An order is not for God, but from Him. God does not have an order. He orders. His order is drawn from His affections, and therefore His order is not inanimate, but personal (in every sense). Remember again He is also complete liberty—perfect spontaneity. And it is for this freedom that He set us free. And it is for this righteous life that He made us alive.
Two Legs, One Body
So we ask of this freedom and this life, going back to this question of eternal decrees: is it God’s Spirit planted in us that makes us alive and free, or is it our spirit born in Him that gives us life and freedom? Don’t answer too quickly. It is both, always both, for “foreknew” and “glorified” are already united together in Christ, in whom we find ourselves forever alive if we believe into Him.
Just as humans have two legs and not a single trunk, so our union with Christ has two legs, conforming to one being. It is his seed bearing fruit in us and our seed being born by and in him: two seeds, two trunks, one tree; two legs, one body.

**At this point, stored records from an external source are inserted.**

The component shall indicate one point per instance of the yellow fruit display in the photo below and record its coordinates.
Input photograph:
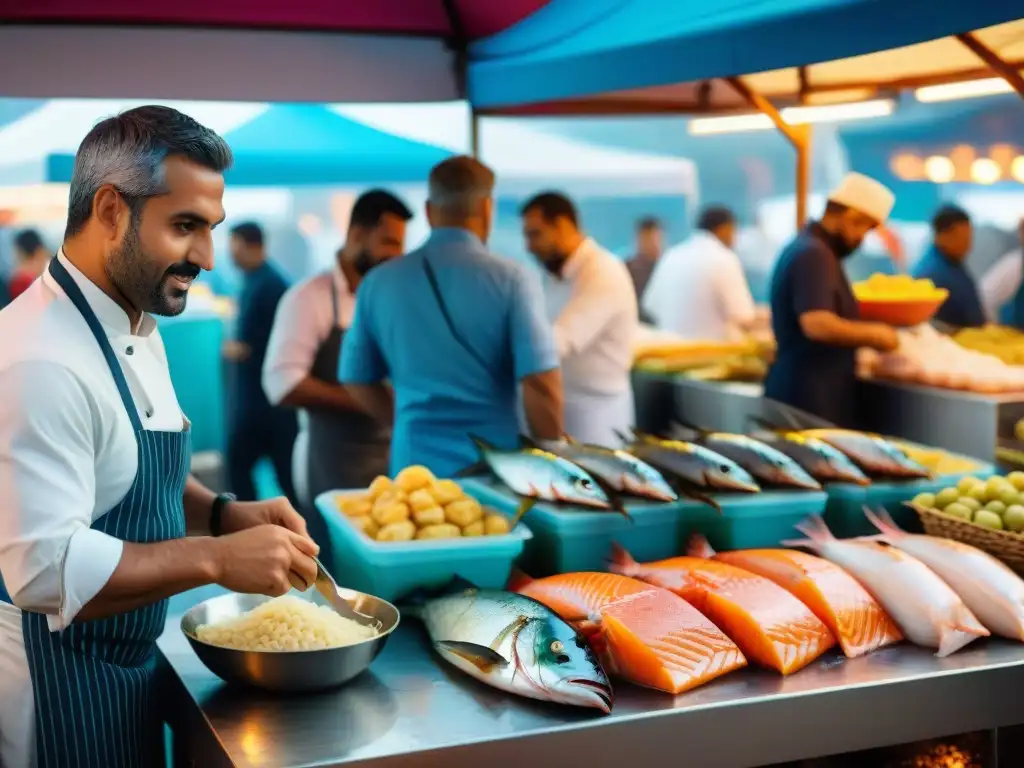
(897, 288)
(417, 506)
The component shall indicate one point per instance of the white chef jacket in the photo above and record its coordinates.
(68, 456)
(301, 325)
(1000, 283)
(593, 308)
(698, 291)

“No one who is born of God practices sin, because His seed abides in him; and he cannot sin, because he is born of God.” (1 John 3:9)
The seed of Him, His Word, he planted in us, and the seed bears the fruit of the Holy Spirit. The seed of us He planted in the heart of Himself, in Jesus the Messiah, so that we are growing to maturity and being born by and in Him. The seed he planted in us comes to us from eternity, yet brings forth its fruit in time. The seed we are in him came to him from time only after our conception, yet has always been and will always be known, loved, and provided for in eternity.